A thrumming rises in my chest.

“Is everything okay? Is there anything I can do to help?” I ask. I decide in this moment that there are only a few things in this world that I wouldn't do for her.

I know I'm insane and that I barely know her. I'm aware that it's hard to protect someone that won't allow you to. I'm also aware that I have a messy on-and-off relationship with someone else, but there's nothing I can do to go back now. I can't make the last few minutes disappear—and even if I could, I never would.

“Everything is fine. I just have to go back to Lookout, my boss needs me,” she says with a weak smile I can see right through.

I stand in silence as she layers Saran Wrap around the cake pan and grabs her shirt from the back of the chair. She tucks her tie into the back pocket of her black pants and walks to the entry of the kitchen.

Her eyes still won't meet mine and it makes my stomach hurt. “Don't worry about those dishes, I'll get them in the morning.”

I nod, not knowing what else to say. The bliss from our kiss is evaporating faster than I can blink, and the endless questions I have for her are filling my head.

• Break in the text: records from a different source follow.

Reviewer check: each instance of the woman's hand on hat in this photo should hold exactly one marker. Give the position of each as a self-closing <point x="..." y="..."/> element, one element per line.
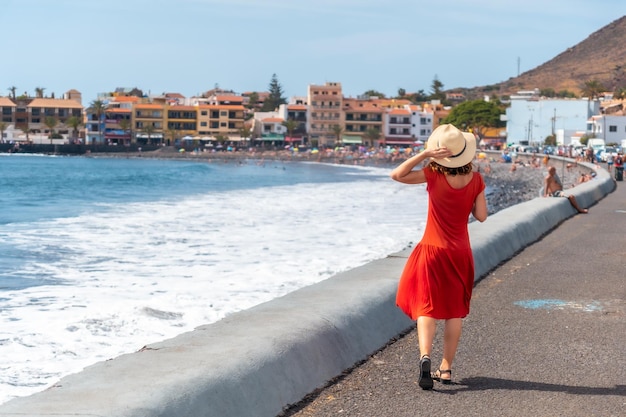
<point x="439" y="153"/>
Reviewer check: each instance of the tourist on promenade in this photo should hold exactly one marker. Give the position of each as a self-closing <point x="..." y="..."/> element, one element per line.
<point x="438" y="278"/>
<point x="552" y="187"/>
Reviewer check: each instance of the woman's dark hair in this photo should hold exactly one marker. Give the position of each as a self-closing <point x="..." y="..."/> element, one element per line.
<point x="463" y="170"/>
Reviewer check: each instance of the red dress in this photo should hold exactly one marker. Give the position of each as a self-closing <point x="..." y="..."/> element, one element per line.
<point x="438" y="277"/>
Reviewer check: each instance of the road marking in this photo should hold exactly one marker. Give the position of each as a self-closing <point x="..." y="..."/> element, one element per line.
<point x="554" y="304"/>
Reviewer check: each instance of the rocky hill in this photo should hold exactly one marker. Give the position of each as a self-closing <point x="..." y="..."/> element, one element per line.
<point x="601" y="57"/>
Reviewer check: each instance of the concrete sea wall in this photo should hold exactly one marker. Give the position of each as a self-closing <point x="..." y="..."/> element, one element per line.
<point x="256" y="362"/>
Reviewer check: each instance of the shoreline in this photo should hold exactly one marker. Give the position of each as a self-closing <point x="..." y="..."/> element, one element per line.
<point x="507" y="184"/>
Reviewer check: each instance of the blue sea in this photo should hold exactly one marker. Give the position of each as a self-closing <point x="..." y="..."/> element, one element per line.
<point x="101" y="256"/>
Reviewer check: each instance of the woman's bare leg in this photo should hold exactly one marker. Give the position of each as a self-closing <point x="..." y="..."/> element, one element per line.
<point x="426" y="329"/>
<point x="451" y="336"/>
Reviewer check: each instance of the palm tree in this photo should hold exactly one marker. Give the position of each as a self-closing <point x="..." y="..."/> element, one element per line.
<point x="50" y="122"/>
<point x="74" y="122"/>
<point x="245" y="133"/>
<point x="98" y="107"/>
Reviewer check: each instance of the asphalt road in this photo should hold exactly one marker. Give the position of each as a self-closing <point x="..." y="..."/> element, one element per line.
<point x="546" y="336"/>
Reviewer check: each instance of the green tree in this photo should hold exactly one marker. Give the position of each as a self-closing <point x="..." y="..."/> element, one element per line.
<point x="372" y="134"/>
<point x="50" y="123"/>
<point x="337" y="130"/>
<point x="245" y="134"/>
<point x="291" y="125"/>
<point x="97" y="107"/>
<point x="419" y="97"/>
<point x="148" y="130"/>
<point x="12" y="89"/>
<point x="275" y="97"/>
<point x="592" y="89"/>
<point x="436" y="90"/>
<point x="475" y="115"/>
<point x="3" y="127"/>
<point x="253" y="100"/>
<point x="125" y="126"/>
<point x="74" y="122"/>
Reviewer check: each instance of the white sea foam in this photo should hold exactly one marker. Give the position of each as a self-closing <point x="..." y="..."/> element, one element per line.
<point x="130" y="275"/>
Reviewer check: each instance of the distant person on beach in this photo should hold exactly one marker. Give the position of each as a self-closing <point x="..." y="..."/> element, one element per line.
<point x="552" y="187"/>
<point x="438" y="278"/>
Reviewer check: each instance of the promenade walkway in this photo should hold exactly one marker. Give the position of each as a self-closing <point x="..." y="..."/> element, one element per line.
<point x="546" y="336"/>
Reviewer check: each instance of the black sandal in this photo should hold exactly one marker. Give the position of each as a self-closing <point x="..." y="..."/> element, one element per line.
<point x="425" y="380"/>
<point x="437" y="376"/>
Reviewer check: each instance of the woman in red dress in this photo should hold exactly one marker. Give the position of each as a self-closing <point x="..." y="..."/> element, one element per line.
<point x="438" y="278"/>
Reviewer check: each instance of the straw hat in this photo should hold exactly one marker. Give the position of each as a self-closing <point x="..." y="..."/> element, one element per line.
<point x="461" y="144"/>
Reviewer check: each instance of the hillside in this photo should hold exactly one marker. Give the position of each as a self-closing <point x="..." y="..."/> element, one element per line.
<point x="600" y="57"/>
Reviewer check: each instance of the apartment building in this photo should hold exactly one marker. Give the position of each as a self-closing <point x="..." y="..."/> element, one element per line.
<point x="118" y="126"/>
<point x="363" y="122"/>
<point x="38" y="117"/>
<point x="325" y="109"/>
<point x="148" y="121"/>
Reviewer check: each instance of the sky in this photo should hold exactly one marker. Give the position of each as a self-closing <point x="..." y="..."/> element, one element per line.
<point x="191" y="46"/>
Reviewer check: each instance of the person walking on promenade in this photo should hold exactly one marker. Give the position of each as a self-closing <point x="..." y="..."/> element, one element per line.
<point x="438" y="278"/>
<point x="552" y="187"/>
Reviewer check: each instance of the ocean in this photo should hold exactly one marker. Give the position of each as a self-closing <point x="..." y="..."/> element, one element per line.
<point x="102" y="256"/>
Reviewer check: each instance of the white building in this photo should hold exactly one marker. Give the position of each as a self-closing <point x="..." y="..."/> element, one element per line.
<point x="611" y="128"/>
<point x="530" y="119"/>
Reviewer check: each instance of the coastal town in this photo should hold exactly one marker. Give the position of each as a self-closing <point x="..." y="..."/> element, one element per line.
<point x="224" y="120"/>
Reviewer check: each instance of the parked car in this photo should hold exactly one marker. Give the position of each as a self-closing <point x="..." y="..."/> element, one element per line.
<point x="603" y="154"/>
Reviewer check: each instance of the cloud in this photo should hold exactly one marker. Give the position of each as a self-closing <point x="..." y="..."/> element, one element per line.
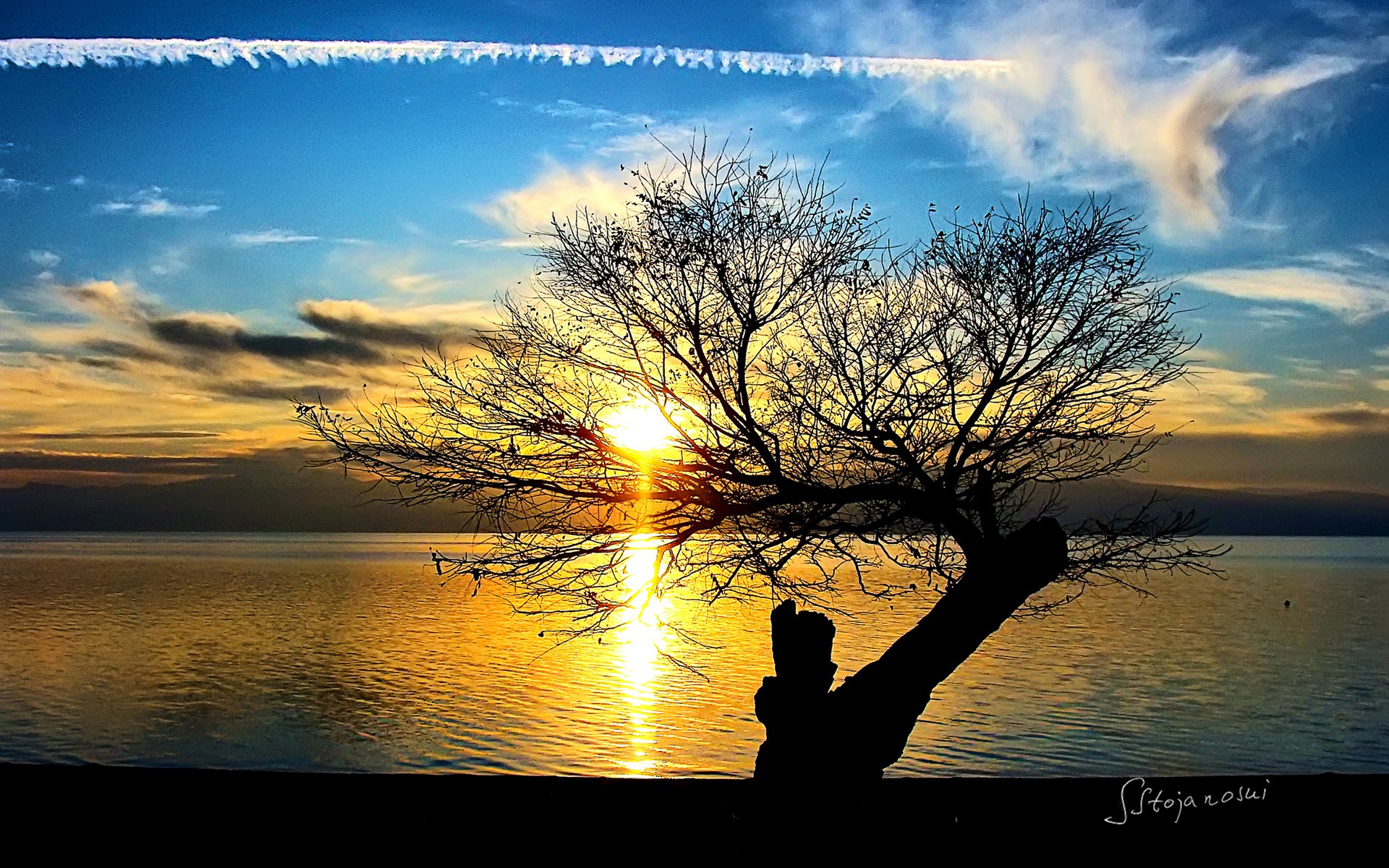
<point x="1360" y="418"/>
<point x="1351" y="296"/>
<point x="556" y="192"/>
<point x="13" y="187"/>
<point x="150" y="202"/>
<point x="107" y="363"/>
<point x="33" y="53"/>
<point x="271" y="237"/>
<point x="420" y="328"/>
<point x="111" y="435"/>
<point x="45" y="259"/>
<point x="1094" y="92"/>
<point x="223" y="335"/>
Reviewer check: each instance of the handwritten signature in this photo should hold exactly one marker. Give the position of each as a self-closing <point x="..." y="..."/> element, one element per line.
<point x="1135" y="792"/>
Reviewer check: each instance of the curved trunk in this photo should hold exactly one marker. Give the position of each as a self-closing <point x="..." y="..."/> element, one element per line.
<point x="863" y="727"/>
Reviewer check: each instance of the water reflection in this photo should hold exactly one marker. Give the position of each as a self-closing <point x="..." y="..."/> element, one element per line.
<point x="642" y="644"/>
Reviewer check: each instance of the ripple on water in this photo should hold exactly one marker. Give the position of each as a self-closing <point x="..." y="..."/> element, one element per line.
<point x="345" y="653"/>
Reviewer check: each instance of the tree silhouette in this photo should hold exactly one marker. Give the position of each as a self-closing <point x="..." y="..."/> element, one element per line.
<point x="833" y="400"/>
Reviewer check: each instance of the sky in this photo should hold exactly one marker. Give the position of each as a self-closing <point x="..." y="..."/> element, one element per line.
<point x="187" y="244"/>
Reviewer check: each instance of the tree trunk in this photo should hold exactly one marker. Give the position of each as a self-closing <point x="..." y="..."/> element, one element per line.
<point x="862" y="728"/>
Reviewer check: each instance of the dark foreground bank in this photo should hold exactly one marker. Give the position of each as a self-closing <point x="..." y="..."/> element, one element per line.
<point x="732" y="816"/>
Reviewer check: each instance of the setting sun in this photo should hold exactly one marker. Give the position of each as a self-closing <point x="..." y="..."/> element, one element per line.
<point x="640" y="427"/>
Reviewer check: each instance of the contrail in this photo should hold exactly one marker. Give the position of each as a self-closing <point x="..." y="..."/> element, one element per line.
<point x="33" y="53"/>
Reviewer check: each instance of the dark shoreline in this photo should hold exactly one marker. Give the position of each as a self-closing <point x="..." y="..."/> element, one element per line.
<point x="734" y="813"/>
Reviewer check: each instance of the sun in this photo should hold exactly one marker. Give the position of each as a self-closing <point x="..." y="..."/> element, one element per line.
<point x="640" y="427"/>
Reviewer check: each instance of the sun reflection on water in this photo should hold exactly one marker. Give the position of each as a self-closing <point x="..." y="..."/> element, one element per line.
<point x="641" y="647"/>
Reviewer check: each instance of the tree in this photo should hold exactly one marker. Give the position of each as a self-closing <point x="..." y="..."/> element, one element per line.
<point x="831" y="399"/>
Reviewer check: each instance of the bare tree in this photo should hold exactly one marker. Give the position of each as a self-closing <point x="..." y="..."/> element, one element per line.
<point x="831" y="400"/>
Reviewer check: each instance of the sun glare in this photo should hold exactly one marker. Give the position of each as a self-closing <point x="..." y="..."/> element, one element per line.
<point x="640" y="427"/>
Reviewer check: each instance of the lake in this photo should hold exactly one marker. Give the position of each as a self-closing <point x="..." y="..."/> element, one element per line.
<point x="345" y="653"/>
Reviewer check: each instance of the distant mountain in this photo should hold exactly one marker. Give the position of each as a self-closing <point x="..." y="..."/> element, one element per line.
<point x="271" y="492"/>
<point x="1249" y="511"/>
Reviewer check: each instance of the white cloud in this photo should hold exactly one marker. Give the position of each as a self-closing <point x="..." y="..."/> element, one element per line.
<point x="1351" y="296"/>
<point x="45" y="259"/>
<point x="13" y="185"/>
<point x="1094" y="90"/>
<point x="33" y="53"/>
<point x="271" y="237"/>
<point x="152" y="202"/>
<point x="556" y="192"/>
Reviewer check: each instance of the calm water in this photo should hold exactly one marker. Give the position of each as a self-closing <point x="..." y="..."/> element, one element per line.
<point x="345" y="653"/>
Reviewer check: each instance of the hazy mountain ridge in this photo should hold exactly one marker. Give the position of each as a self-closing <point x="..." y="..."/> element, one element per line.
<point x="274" y="493"/>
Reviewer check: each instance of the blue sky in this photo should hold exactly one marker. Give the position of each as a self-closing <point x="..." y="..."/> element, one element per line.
<point x="181" y="244"/>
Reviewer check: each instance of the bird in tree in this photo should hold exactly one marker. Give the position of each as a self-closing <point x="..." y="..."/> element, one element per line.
<point x="745" y="380"/>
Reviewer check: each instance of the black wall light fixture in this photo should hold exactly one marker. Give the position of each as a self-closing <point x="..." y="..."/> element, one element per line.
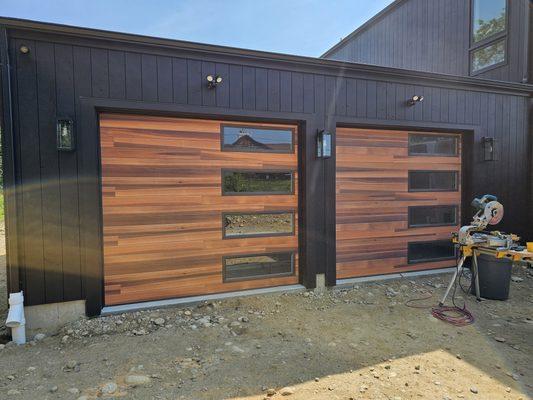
<point x="415" y="99"/>
<point x="323" y="144"/>
<point x="489" y="148"/>
<point x="213" y="81"/>
<point x="65" y="134"/>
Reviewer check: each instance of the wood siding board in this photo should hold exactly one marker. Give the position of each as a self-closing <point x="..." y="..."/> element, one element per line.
<point x="32" y="223"/>
<point x="165" y="82"/>
<point x="149" y="77"/>
<point x="208" y="94"/>
<point x="273" y="90"/>
<point x="51" y="195"/>
<point x="194" y="82"/>
<point x="133" y="76"/>
<point x="117" y="75"/>
<point x="248" y="88"/>
<point x="100" y="72"/>
<point x="223" y="90"/>
<point x="297" y="92"/>
<point x="309" y="93"/>
<point x="179" y="80"/>
<point x="261" y="87"/>
<point x="82" y="88"/>
<point x="68" y="179"/>
<point x="286" y="91"/>
<point x="236" y="88"/>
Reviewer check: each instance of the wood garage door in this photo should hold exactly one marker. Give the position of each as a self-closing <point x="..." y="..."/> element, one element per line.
<point x="398" y="198"/>
<point x="195" y="207"/>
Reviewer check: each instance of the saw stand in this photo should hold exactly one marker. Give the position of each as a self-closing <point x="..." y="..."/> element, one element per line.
<point x="465" y="253"/>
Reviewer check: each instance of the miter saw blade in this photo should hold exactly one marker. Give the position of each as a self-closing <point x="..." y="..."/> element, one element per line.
<point x="493" y="212"/>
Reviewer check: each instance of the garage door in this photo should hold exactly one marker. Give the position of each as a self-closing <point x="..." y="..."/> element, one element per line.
<point x="398" y="198"/>
<point x="194" y="207"/>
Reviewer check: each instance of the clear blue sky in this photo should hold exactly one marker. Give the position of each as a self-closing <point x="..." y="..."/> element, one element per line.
<point x="303" y="27"/>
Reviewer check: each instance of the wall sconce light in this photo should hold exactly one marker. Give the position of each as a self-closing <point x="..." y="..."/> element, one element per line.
<point x="415" y="99"/>
<point x="323" y="144"/>
<point x="213" y="81"/>
<point x="65" y="134"/>
<point x="489" y="149"/>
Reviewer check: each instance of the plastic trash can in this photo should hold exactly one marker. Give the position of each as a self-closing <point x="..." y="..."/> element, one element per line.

“I'm sorry,” she says, and I truly feel like she means it. At least there's that.

She disappears through the doorway and I stand still for a few minutes, recollecting every moment we just shared. From the sweet taste of her sugary kiss to the desperation in her fingers as she clutched the fabric of my sweatshirt.

The apartment is so silent, unlike my mind, and I turn on the faucet and open the door to the dishwasher. I toss out the uneaten broccoli and put the olive oil back into the cabinet. By the time Tessa gets home, I'm still sitting in the kitchen, at the table. The dishes are clean and put away, and there's no trace of powdered sugar anywhere to be found.

She unties her apron and lays it on the back of the chair. “Hey, what are you doing up?”